Aus der Presse: Mit modernisierten Fenstern in die Neuzeit - Juni 2016

Denkmalschutz und Energieeffizienz schließen sich nicht gegenseitig aus

Artikel aus der Rhein-Neckar-Zeitung vom 24.06.2016

Neuester technischer Stand der Fenster, perfekt passend zur denkmalgeschützten Villa Reiner in Heidelberg - KLICK für Weiterleitung zum ProjektAltbauten bestechen durch ihre Großzügigkeit und ihren hochherrschaftlichen Auftritt: „Liebhaber klassischer Architektur legen Wert auf hohe Decken, breite Treppenhäuser sowie reichhaltig verzierte Räume und Fassaden. Der große Nachteil: Sind alte Fenster und Türen verbaut, hapert es oft mit der Wärmedämmung und in der kalten Jahreszeit entsteht durch verzogene Rahmen und früher übliche Einfachverglasungen ein eiskalter Luftzug, gegen den man kaum anheizen kann“, erklärt Dipl.-Ing. Rainer Rutsch von der Firma Fensterbau Rutsch aus Meckesheim. Eine Lösung für dieses gravierende Problem bieten spezialisierte Fenster- und Fassadenfachbetriebe. Sie können heutzutage selbst komplizierte Aufgabenstellungen realisieren, die ganz nah am Original liegen, gleichzeitig aber viel effizienter, sicherer und komfortabler sind.

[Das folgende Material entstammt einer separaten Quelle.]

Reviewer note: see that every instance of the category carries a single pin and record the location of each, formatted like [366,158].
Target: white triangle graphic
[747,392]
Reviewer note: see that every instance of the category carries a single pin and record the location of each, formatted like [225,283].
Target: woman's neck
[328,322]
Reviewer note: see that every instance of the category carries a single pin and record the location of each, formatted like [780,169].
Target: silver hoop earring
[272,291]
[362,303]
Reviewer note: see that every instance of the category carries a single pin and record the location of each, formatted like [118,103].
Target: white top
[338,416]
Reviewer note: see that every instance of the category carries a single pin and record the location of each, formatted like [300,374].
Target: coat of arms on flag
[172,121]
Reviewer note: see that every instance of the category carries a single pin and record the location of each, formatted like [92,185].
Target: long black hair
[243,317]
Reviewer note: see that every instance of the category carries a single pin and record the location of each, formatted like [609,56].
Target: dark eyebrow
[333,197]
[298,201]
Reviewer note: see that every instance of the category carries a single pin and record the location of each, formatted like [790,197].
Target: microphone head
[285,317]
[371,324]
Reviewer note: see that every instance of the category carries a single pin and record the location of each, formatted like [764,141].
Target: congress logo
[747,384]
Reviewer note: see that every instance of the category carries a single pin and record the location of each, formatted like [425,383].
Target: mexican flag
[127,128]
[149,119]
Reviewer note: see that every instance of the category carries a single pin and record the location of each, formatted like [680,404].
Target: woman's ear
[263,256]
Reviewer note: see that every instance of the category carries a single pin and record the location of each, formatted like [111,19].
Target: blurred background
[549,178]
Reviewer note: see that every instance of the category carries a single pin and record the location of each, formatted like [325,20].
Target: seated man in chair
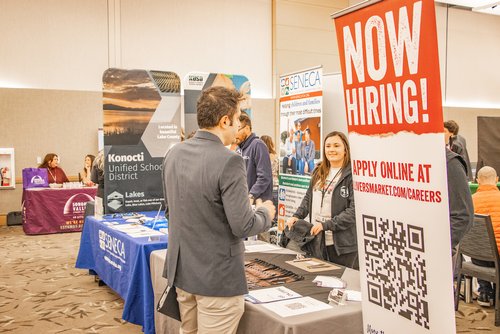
[487,202]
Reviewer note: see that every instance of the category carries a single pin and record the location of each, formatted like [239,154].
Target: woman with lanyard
[329,202]
[55,173]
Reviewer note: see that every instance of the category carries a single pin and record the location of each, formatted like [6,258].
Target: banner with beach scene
[142,118]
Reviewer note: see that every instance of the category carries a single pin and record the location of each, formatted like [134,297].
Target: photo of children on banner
[298,150]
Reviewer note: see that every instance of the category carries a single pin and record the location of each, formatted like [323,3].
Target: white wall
[53,44]
[473,71]
[63,44]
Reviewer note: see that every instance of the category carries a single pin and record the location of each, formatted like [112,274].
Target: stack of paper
[271,295]
[329,282]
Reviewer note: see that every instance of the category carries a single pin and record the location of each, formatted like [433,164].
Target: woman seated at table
[329,202]
[87,167]
[55,173]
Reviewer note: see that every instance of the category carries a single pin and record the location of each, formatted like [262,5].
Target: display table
[473,187]
[257,319]
[122,262]
[47,210]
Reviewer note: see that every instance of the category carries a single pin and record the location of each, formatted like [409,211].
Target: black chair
[479,243]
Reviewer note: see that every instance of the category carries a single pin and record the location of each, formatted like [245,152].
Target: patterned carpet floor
[42,292]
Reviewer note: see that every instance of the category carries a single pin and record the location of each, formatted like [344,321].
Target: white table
[258,320]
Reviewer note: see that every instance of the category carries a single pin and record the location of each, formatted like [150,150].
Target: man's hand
[291,221]
[268,205]
[316,228]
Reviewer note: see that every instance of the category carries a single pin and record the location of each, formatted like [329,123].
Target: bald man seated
[487,202]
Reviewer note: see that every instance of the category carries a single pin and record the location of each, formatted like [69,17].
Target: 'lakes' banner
[142,119]
[389,60]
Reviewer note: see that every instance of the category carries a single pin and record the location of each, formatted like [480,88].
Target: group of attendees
[300,150]
[208,222]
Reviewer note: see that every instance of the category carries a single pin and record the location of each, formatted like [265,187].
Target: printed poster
[195,82]
[142,119]
[389,61]
[301,108]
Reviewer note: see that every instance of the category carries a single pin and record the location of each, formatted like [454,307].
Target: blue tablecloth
[122,262]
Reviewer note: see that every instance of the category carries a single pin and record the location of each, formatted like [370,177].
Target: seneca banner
[301,111]
[389,61]
[141,122]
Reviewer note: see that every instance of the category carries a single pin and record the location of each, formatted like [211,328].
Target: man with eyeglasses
[258,163]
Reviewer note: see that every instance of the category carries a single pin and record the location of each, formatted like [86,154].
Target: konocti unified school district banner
[142,120]
[390,70]
[195,82]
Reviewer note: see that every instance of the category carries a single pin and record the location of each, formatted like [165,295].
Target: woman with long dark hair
[55,173]
[84,175]
[329,202]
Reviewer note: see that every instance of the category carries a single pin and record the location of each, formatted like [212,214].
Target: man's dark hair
[451,126]
[215,103]
[245,120]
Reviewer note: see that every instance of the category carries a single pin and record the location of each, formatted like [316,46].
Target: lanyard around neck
[324,190]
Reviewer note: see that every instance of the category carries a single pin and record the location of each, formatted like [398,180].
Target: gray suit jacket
[206,195]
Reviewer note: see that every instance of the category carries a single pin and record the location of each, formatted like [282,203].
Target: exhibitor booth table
[122,262]
[345,319]
[47,210]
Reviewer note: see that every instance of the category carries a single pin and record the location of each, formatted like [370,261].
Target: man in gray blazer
[206,195]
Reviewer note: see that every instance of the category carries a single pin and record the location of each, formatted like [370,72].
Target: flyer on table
[301,108]
[389,61]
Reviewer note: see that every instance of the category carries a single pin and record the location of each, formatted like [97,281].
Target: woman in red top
[56,174]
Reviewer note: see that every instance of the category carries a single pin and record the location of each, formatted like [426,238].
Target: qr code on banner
[395,267]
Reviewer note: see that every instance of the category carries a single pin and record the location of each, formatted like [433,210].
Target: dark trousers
[349,260]
[484,286]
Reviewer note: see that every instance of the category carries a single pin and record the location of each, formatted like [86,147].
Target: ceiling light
[492,8]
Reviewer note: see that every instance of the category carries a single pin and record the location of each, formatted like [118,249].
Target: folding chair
[479,243]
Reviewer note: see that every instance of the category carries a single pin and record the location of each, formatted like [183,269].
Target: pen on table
[156,217]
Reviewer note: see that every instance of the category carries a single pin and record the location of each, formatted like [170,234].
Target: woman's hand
[316,229]
[291,221]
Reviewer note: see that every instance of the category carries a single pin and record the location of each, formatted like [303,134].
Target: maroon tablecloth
[55,210]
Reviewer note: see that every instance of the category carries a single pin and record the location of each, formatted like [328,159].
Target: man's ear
[224,121]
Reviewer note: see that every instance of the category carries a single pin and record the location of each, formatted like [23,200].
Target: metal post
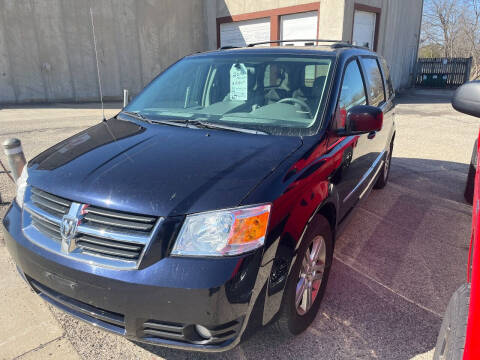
[125,97]
[16,159]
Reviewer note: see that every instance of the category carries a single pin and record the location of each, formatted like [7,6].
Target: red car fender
[472,342]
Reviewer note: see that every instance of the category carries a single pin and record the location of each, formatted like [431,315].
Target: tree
[452,28]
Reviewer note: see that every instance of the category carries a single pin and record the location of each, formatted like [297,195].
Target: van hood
[158,169]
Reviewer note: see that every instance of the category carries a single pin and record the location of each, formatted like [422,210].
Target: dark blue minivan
[210,205]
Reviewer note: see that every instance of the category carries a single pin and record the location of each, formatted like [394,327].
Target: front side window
[278,94]
[351,94]
[375,81]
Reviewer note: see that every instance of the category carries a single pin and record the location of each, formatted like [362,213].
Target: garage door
[364,28]
[299,26]
[241,33]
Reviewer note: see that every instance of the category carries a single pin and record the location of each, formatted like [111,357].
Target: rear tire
[295,317]
[451,339]
[385,172]
[470,185]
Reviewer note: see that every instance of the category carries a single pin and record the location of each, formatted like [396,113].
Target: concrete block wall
[47,52]
[398,34]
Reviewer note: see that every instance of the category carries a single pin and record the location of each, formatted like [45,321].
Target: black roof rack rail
[227,47]
[343,42]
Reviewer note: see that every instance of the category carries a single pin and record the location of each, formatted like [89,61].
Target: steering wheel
[302,103]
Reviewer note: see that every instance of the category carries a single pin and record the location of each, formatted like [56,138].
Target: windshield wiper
[210,125]
[135,114]
[196,123]
[142,117]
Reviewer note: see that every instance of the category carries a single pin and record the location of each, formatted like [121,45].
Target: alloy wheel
[311,275]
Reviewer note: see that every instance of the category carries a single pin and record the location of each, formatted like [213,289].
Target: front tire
[308,278]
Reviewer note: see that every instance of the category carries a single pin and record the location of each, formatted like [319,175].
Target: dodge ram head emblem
[68,229]
[69,225]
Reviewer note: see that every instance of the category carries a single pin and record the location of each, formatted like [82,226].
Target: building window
[366,22]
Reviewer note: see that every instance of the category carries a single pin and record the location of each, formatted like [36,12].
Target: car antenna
[98,68]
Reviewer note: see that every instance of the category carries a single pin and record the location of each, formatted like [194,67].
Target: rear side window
[313,72]
[386,71]
[351,94]
[374,77]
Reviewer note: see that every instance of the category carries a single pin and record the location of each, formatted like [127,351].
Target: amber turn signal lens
[251,228]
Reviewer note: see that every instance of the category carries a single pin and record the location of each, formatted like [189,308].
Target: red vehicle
[459,336]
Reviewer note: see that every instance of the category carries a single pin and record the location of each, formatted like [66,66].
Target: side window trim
[342,79]
[380,69]
[347,63]
[385,69]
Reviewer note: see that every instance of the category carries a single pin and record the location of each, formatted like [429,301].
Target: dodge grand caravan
[209,206]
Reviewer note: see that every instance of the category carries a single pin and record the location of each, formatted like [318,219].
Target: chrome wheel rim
[311,275]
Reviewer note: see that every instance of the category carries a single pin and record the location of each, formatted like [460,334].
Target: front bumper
[159,304]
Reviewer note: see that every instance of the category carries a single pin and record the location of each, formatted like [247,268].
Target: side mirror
[467,98]
[363,119]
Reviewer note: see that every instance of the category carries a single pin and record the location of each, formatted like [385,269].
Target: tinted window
[352,93]
[375,80]
[386,71]
[313,72]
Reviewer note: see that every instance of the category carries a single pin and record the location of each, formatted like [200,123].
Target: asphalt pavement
[402,256]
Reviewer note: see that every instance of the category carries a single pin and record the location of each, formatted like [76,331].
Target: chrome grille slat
[53,198]
[108,243]
[42,214]
[102,236]
[49,205]
[116,222]
[123,216]
[48,229]
[107,251]
[113,235]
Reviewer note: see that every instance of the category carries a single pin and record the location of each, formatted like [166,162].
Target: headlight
[223,233]
[21,186]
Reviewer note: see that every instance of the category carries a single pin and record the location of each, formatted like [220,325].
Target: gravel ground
[397,264]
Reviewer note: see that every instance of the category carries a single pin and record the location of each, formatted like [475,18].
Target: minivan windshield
[279,94]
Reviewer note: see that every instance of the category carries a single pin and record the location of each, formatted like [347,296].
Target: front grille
[107,319]
[156,331]
[100,232]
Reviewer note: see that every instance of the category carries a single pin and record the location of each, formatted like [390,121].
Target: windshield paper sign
[238,82]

Von der Denkmalbehörde zum neuen Fenster

Bevor man sich an das Modernisierungsprojekt heranwagt, sollte auf jeden Fall das Gespräch mit der zuständigen Denkmalbehörde gesucht werden. Diese muss das Vorhaben nach Prüfung aller Unterlagen erst noch genehmigen. „Ziel des Denkmalschutzes ist immer der Erhalt des Originals. Wenn dies nicht sinnvoll beziehungsweise machbar ist, müssen Lösungen umgesetzt werden, die überwiegend dem historischen Vorbild entsprechen", erklärt Dipl.-Ing. Rainer Rutsch. Dies gelte in der Regel sowohl für die Art der Konstruktion, als auch für die verwendeten Materialien, die Profilierung, die Oberflächenbehandlung sowie die Art der Montage. „In all diesen Belangen soll und muss dem ursprünglichen Charakter des Hauses Rechnung getragen werden." Dies gelte allerdings nicht für die Punkte Energieeffizienz, Sicherheit und Komfort: „Hier gibt es Lösungen von gut und preiswert bis hin zu High-end-Varianten in Form von perfekt ausgebildeten Nachbauten“, so Rainer Rutsch. „Diese bieten eine verbesserte Wärmedämmung, einen erhöhten Schallschutz, sie sind leicht zu öffnen und zu schließen und auch Einbrecher haben an ihnen keine Freude mehr.“ Für den Einbau in denkmalgeschützte Gebäude können beispielsweise Wärmedämmfenster hergestellt werden, die dem Original bis ins Detail nachempfunden sind. Nicht minder interessant sind Verbundfenster aus zwei Flügeln, die sich wie ein Einfachfenster öffnen und schließen lassen. Dank ihrer schmalen Profile sehen sie dem alten Original täuschend ähnlich. „Für Modernisierungen von denkmalgeschützten Gebäuden gibt es die Möglichkeit der steuerlichen Absetzbarkeit. Abgesetzt werden können dabei auch neue Fenster, da sie zum Erhaltungsaufwand des geschützten Gebäudes zählen. Allerdings muss die Denkmalbehörde diese Aufwendungen zuvor in die für den Steuerabzug erforderliche Bescheinigung eintragen“.